Make error position tracking explicit with Offset field on ParserError

Thread byte offset information through all error creation sites, eliminating the need for SubsliceOffset to recover position from pointer comparison. Changes: - Add Offset field to ParserError struct - Add offset parameter to NewParserError - Add Parser.offsetOf helper for suffix-length arithmetic - Thread base offset through scanner functions (scanComment, scanBasicString, scanMultilineBasicString, scanLiteralString, scanMultilineLiteralString, scanWindowsNewline) - Thread base offset through standalone functions (expect, hexToRune) - Thread base offset through all decode functions (parseInteger, parseFloat, parseLocalDate, parseLocalTime, parseLocalDateTime, parseDateTime, checkAndRemoveUnderscores*) - Update all unmarshaler call sites to pass value.Raw.Offset - Update localtime.go UnmarshalText methods with base=0 - Update strict.go to populate Offset from key ranges - Change wrapDecodeError to read de.Offset directly - Change Utf8TomlValidAlreadyEscaped to return int index (-1 if valid) instead of a byte subslice - Unexport SubsliceOffset (now only used internally by Range()) This makes error positions self-describing: each ParserError carries its own byte offset, so callers no longer need the original document slice and address arithmetic to determine where an error occurred.
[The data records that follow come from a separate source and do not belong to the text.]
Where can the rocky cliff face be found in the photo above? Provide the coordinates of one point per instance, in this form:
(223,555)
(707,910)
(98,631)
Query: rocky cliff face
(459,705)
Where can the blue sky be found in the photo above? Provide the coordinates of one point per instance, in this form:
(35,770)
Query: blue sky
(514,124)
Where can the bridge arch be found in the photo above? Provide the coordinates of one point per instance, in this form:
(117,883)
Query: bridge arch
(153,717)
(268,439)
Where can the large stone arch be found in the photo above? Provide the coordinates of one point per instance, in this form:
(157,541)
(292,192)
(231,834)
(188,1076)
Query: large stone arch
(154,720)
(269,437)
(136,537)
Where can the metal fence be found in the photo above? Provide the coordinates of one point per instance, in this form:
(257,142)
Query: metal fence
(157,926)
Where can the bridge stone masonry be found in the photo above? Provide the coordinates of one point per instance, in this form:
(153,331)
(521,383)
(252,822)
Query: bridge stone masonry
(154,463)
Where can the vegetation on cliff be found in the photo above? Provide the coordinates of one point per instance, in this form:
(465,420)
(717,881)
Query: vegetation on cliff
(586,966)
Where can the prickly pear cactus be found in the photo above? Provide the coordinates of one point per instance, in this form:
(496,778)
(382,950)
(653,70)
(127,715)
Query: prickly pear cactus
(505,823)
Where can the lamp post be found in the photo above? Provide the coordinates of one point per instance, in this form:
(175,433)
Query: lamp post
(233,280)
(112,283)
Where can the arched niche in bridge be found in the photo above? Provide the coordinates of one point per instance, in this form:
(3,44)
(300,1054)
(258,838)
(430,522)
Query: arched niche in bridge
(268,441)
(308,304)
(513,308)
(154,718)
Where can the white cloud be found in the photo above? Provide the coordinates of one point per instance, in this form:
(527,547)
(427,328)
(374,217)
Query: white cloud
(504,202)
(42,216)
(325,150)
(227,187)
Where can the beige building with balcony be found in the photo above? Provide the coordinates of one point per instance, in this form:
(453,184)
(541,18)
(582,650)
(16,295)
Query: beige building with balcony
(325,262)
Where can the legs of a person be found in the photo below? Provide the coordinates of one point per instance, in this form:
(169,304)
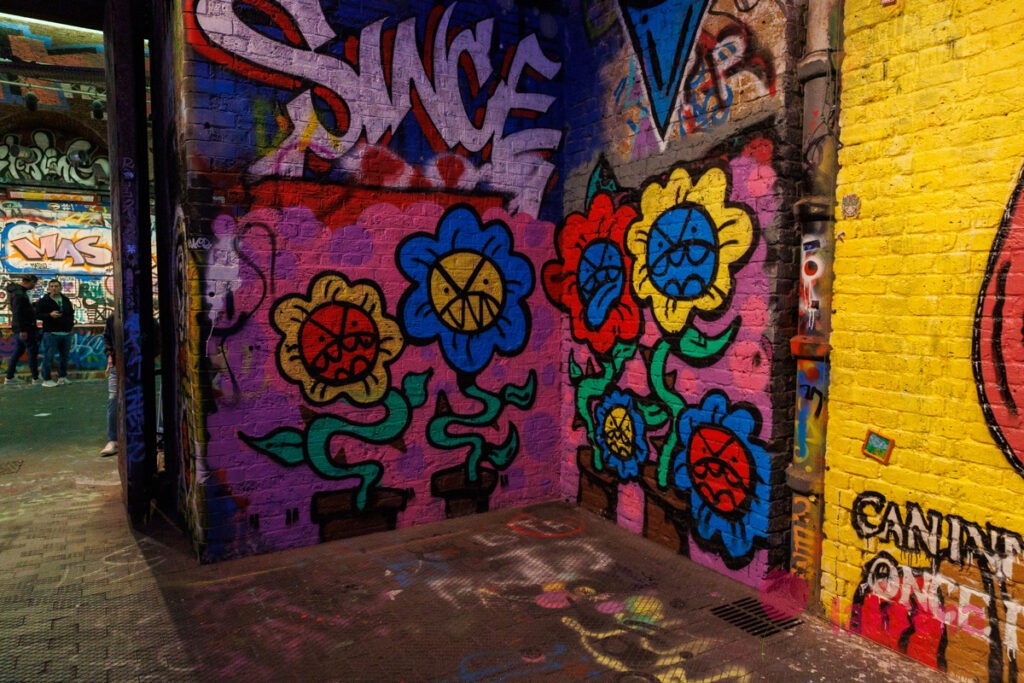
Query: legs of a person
(14,355)
(33,346)
(64,347)
(48,341)
(112,406)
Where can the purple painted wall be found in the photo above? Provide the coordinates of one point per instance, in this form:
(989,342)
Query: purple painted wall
(368,345)
(452,258)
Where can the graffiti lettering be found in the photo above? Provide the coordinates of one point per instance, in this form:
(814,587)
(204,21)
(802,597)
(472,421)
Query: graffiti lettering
(872,516)
(83,251)
(966,590)
(392,79)
(79,165)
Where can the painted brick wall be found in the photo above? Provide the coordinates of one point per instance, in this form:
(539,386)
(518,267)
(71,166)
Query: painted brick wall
(367,344)
(676,268)
(924,443)
(393,316)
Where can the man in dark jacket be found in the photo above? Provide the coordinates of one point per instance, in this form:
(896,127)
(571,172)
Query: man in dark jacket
(23,326)
(57,315)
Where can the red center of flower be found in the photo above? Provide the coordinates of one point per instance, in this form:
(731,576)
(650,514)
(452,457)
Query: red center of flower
(720,468)
(339,343)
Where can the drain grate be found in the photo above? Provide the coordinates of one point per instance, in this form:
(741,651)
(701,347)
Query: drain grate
(750,615)
(10,467)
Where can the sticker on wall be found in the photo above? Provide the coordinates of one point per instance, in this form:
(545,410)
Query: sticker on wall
(878,446)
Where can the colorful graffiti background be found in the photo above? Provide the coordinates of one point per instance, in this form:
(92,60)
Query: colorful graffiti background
(667,298)
(372,347)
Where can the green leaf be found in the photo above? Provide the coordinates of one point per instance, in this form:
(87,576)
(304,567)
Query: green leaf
(415,387)
(601,180)
(700,350)
(576,372)
(285,444)
(502,456)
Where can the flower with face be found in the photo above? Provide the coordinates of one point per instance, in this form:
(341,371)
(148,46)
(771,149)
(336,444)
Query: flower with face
(687,244)
(337,340)
(620,434)
(726,469)
(468,290)
(591,280)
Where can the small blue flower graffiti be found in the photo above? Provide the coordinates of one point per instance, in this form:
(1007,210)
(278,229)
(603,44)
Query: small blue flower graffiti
(620,434)
(468,290)
(726,469)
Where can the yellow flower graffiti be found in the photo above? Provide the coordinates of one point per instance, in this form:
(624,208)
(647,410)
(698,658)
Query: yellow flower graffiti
(686,245)
(337,340)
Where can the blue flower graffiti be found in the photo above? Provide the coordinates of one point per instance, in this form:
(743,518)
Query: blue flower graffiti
(620,434)
(726,469)
(468,290)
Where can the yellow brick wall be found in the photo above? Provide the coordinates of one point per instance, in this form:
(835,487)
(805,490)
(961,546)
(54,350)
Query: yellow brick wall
(932,138)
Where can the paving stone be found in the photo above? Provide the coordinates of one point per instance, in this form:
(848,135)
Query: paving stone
(84,597)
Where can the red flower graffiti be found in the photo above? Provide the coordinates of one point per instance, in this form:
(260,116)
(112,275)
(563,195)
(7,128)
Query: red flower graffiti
(720,469)
(337,340)
(339,343)
(591,278)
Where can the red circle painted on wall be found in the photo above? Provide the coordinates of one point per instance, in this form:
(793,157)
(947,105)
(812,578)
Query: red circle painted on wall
(998,335)
(339,343)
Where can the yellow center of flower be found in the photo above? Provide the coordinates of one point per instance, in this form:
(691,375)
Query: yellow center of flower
(466,291)
(619,432)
Co-authored-by: Thomas Pelletier <thomas@pelletier.dev>
2026-04-12 19:08:55 +00:00
parent d75117e61f
commit a646ffd9fa
11 changed files with 217 additions and 271 deletions
@@ -24,61 +24,57 @@ import (
 // 0x9 => tab, ok
 // 0xA - 0x1F => invalid
 // 0x7F => invalid
-func Utf8TomlValidAlreadyEscaped(p []byte) []byte {
+func Utf8TomlValidAlreadyEscaped(p []byte) int {
+	consumed := 0
+
 	// Fast path. Check for and skip 8 bytes of ASCII characters per iteration.
 	for len(p) >= 8 {
-		// Combining two 32 bit loads allows the same code to be used
-		// for 32 and 64 bit platforms.
-		// The compiler can generate a 32bit load for first32 and second32
-		// on many platforms. See test/codegen/memcombine.go.
 		first32 := uint32(p[0]) | uint32(p[1])<<8 | uint32(p[2])<<16 | uint32(p[3])<<24
 		second32 := uint32(p[4]) | uint32(p[5])<<8 | uint32(p[6])<<16 | uint32(p[7])<<24
 		if (first32|second32)&0x80808080 != 0 {
-			// Found a non ASCII byte (>= RuneSelf).
 			break
 		}

 		for i, b := range p[:8] {
 			if InvalidASCII(b) {
-				return p[i : i+1]
+				return consumed + i
 			}
 		}

 		p = p[8:]
+		consumed += 8
 	}
 	n := len(p)
 	for i := 0; i < n; {
 		pi := p[i]
 		if pi < utf8.RuneSelf {
 			if InvalidASCII(pi) {
-				return p[i : i+1]
+				return consumed + i
 			}
 			i++
 			continue
 		}
 		x := first[pi]
 		if x == xx {
-			// Illegal starter byte.
-			return p[i : i+1]
+			return consumed + i
 		}
 		size := int(x & 7)
 		if i+size > n {
-			// Short or invalid.
-			return p[i:n]
+			return consumed + i
 		}
 		accept := acceptRanges[x>>4]
 		if c := p[i+1]; c < accept.lo || accept.hi < c {
-			return p[i : i+2]
+			return consumed + i
 		} else if size == 2 { //revive:disable:empty-block
 		} else if c := p[i+2]; c < locb || hicb < c {
-			return p[i : i+3]
+			return consumed + i
 		} else if size == 3 { //revive:disable:empty-block
 		} else if c := p[i+3]; c < locb || hicb < c {
-			return p[i : i+4]
+			return consumed + i
 		}
 		i += size
 	}
-	return nil
+	return -1
 }

 // Utf8ValidNext returns the size of the next rune if valid, 0 otherwise.